Available messages to the client are captured when the POP maildrop session is opened, and are identified by the message number local to the session or, optionally, using the unique identifier assigned to the message by the POP server. This unique identifier is persistent and unique to maildrop and allows the client to access the same message in different POP sessions. Mail is retrieved and marked to delete the message number. When a client leaves the session, mail marked for deletion is deleted from the mailbox. - wikipedia
It seems that the main LIST command simply returns an array of temporary numbers so that you can receive the email. These numbers are by no means unique, although it seems to have added another extension called UIDL: CAPA (POP3 extension mechanism).
POP3 claims that a UIDL is unique as long as the message exists.
The unique identifier of the message is an arbitrary string defined by the server, consisting of one to 70 characters in the range from 0x21 to 0x7E, which uniquely identifies the message within the maildrop and which is stored through the sessions.
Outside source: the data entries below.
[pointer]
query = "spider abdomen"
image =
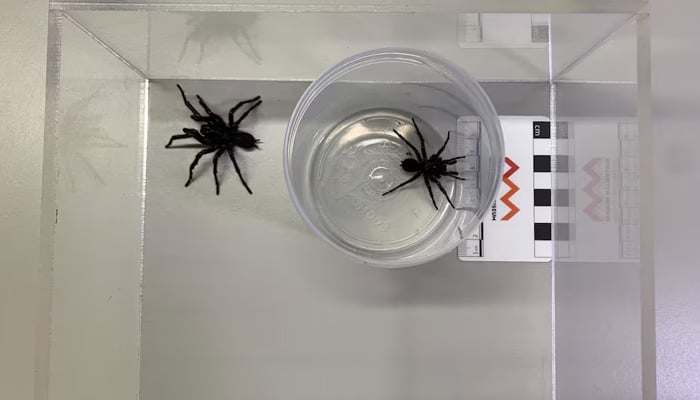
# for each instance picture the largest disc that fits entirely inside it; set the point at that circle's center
(411, 165)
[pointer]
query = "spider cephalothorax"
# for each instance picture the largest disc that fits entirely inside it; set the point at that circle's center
(215, 135)
(431, 168)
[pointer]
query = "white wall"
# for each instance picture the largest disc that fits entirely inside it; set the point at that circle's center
(22, 71)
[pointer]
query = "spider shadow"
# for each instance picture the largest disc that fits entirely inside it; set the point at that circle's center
(206, 27)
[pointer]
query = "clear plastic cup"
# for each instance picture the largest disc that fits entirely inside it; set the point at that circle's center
(341, 155)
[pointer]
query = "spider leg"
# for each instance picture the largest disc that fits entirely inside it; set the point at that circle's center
(451, 161)
(189, 105)
(420, 136)
(442, 189)
(443, 145)
(216, 164)
(416, 176)
(196, 160)
(237, 106)
(455, 175)
(245, 114)
(238, 170)
(189, 133)
(418, 156)
(430, 190)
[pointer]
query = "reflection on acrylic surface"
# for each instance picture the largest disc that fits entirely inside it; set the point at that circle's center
(597, 202)
(220, 26)
(79, 137)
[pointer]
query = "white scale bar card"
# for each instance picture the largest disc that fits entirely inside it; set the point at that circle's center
(519, 225)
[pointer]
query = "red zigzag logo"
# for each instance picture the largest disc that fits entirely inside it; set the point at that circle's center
(590, 189)
(513, 167)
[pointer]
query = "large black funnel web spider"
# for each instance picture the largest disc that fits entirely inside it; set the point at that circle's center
(215, 135)
(431, 168)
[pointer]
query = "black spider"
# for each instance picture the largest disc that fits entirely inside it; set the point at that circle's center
(217, 136)
(431, 168)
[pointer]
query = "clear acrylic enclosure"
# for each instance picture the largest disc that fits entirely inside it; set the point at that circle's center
(165, 292)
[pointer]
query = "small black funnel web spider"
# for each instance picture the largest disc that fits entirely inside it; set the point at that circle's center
(217, 136)
(431, 168)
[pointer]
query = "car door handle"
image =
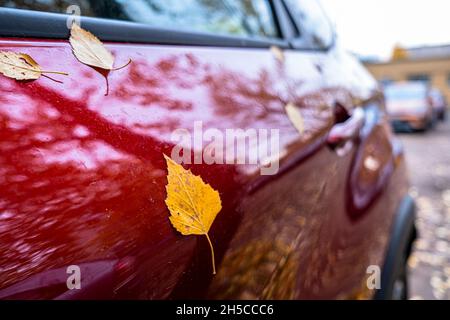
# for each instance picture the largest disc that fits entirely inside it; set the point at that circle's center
(348, 130)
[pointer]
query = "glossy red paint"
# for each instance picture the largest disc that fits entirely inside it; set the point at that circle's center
(82, 176)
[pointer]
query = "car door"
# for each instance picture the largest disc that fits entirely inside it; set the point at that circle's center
(84, 176)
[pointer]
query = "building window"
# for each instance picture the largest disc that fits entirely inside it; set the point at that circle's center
(419, 77)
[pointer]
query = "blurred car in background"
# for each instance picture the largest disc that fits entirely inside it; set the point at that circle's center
(439, 103)
(409, 106)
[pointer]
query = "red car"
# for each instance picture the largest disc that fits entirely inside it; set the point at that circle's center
(439, 103)
(83, 175)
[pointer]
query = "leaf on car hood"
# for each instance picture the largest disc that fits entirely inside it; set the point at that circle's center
(88, 49)
(21, 66)
(193, 204)
(295, 116)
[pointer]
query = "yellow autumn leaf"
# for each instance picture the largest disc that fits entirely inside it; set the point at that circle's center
(193, 204)
(88, 49)
(295, 116)
(21, 66)
(278, 53)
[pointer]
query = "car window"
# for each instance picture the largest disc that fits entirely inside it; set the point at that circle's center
(405, 92)
(253, 18)
(315, 28)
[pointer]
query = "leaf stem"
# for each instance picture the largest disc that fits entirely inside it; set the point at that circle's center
(118, 68)
(34, 70)
(212, 253)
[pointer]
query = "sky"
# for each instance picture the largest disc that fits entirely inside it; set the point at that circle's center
(374, 27)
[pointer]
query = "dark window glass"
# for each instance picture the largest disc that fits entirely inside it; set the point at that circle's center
(419, 77)
(232, 17)
(314, 26)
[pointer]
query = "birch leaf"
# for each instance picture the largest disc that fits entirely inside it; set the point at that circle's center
(295, 116)
(88, 49)
(21, 66)
(193, 204)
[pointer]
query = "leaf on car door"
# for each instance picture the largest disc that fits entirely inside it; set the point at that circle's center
(21, 66)
(193, 204)
(295, 116)
(88, 49)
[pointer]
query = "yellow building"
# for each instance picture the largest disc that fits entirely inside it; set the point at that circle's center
(430, 64)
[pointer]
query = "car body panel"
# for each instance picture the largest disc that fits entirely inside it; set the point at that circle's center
(83, 175)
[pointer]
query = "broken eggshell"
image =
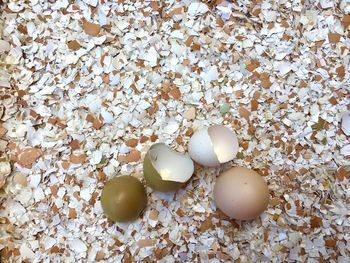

This persistence is required even if the session ends without entering the UPDATE state. The server should never reuse unique-id in a given mailbox until an object using unique-id exists.
Please note that messages marked as deleted are not listed.
Although it is usually preferable to store server implementations of randomly assigned unique identifiers in maildrop, this specification is intended to allow unique identifiers to be calculated as a hash message. Clients should be able to deal with a situation where two identical copies of a message in maildrop have the same unique identifier.
Which makes me think that it is possible that I can download another message a year later (after the first one has been deleted), which has the same UIDL and may run into my system.
Should I just hash the entire text of the message and use it as an identifier?
Instead of retrieving all the email for the hash, perhaps I just need to use TOP [id] 1 for the hash headers (and the first line) that should not match the existing email address, since the receiving server will always add some type of information correct ? Thus, the attacker could never cause a collision since the received or something had to be changed correctly?
The MDaemon program seems to solve the problem of partial hashing of headers:
MDaemon creates UIDL results using the message name, date stamp, size, and several other message information. As a result, if the message is changed on the server, it will be displayed as βnewβ for mail clients, even if you do not rename it.
What is the correct way to create an identifier for POP3 email?
Note. Email often contains a Message-ID header, but I cannot rely on it because it can be used as an attack vector to confuse my system. It is also abandoned by some email clients.